Cláudia Cruz não era nenhuma mulher alheia aos próprios negócios. Mas Moro a
absolveu mesmo assim.
Para o
procurador Carlos Fernando dos Santos Lima, que anunciou recurso à decisão, a
sentença do juiz teve fundamentação que vai além do direito: “Cremos que isso
decorre muito mais do coração generoso do dr. Sérgio Moro”.
Em relação a
Marisa Letícia, não se pode falar em direito, muito menos em generosidade. Além
de não absolvê-la, como manda a lei, o juiz a expôs à humilhação pública ao
divulgar uma conversa particular entre ela e o filho Fábio, aquela em que
Marisa diz que os coxinhas deveriam colocar a panela usada nos protestos em
local que ela entendia mais adequado.
Era uma
conversa privada, sem nenhum sentido para a investigação, mas foi exibida na TV
e em jornais.
Em maio do
ano passado, Marisa entrou com uma ação na Justiça Federal em São Paulo por
dano moral. O processo é contra a União, já que Moro divulgou a conversa na
condição de juiz federal. Quem defende a união são dois profissionais da
Advocacia Geral (AGU): Iolaine Kisner
Teixeira e Gustavo Vicednte Daher Montes, coordenador do Patrimônio Público.
Eles
transcrevem o trecho das panelas e, com base nas informações prestadas por
Sérgio Moro, sustentam que o diálogo era relevante para a investigação. Diz
Moro, segundo a AGU:
“A
autoridade policial, ao destacar o diálogo, teve ele por relevante”.
Moro
embaralha os fatos para explicar por que autorizou a divulgação do diálogo de
Marisa, mesmo não sendo ela alvo das interceptações telefônicas no dia em que a
conversa foi grampeada:
“Marisa
(está com Z no original assinado por Moro, transcrito pelos advogados da União)

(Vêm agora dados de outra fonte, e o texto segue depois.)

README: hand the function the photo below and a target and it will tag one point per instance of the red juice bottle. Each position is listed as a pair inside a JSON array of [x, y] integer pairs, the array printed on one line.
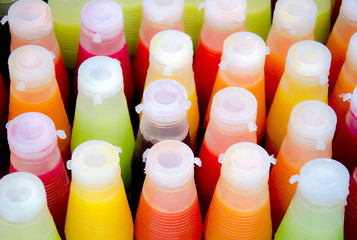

Letícia Lula da Silva foi interceptada a pedido do MPF não por ser cônjuge do
investigado Luiz Inácio Lula da Silva, mas porque, na investigação de ocultação
patrimonial envolvendo possível crime de lavagem de dinheiro ou de corrupção e
que motivou a interceptação, seria, segundo o MPF, coproprietária no edifício
Solaris e do Sítio de Atibaia.”
Cláudia Cruz
e o marido
A conversa
de Marisa foi grampeada no dia 23 de fevereiro de 2016, com base no mandado
assinado em 18 de fevereiro. Ela não era uma das pessoas que tiveram o sigilo
telefônico quebrado através desse mandado. O nome de Marisa Letícia só vai
aparecer numa ordem de interceptação telefônica posterior, de 7 de março.
O Ministério
Público Federal, também ouvido nesta ação, não falou a verdade quando tentou
justificar por que Marisa Letícia estava sendo investigada.
“A despeito
de a empreiteira figurar ostensivamente como proprietária do imóvel, diversos
elementos angariados durante as investigações dão conta de informar que a
investigada, assim como sua família, frequentava o Edifício e desfrutava de sua
infraestrutura.”
Lula esteve
uma vez no apartamento e Marisa, duas, quando Léo Pinheiro tentou lhes vender o
imóvel. Não existe uma única testemunha ou prova de que tenham dormido uma
noite sequer no apartamento, mas, segundo o ofício assinado pelo Ministério
Público Federal, Marisa “desfrutava de sua infraestrutura”. No ofício, assinado
por Deltan Dellagnol e mais três procuradores, Marisa aparece como “Maria” em
um trecho.
O processo
contra a União corre na 23ª Vara da Justiça Federal, num prédio onde, no final
da década de 70, um juiz federal, julgando uma ação civil movida pela família
Herzog, responsabilizou a União pela morte do jornalista Vladimir Herzog e
sinalizou que os dias tenebrosos da ditadura militar estavam chegando ao fim.
Os excessos
da Lava Jato, com clara demonstração de uma balança com dois pesos e duas
medidas, também podem ser reconhecidos a partir desta ação que corre em São
Paulo. A República de Curitiba não deu paz a Marisa nem depois que ela morreu,
e deixou Cláudia Cruz livre. Certamente, não foi por generosidade.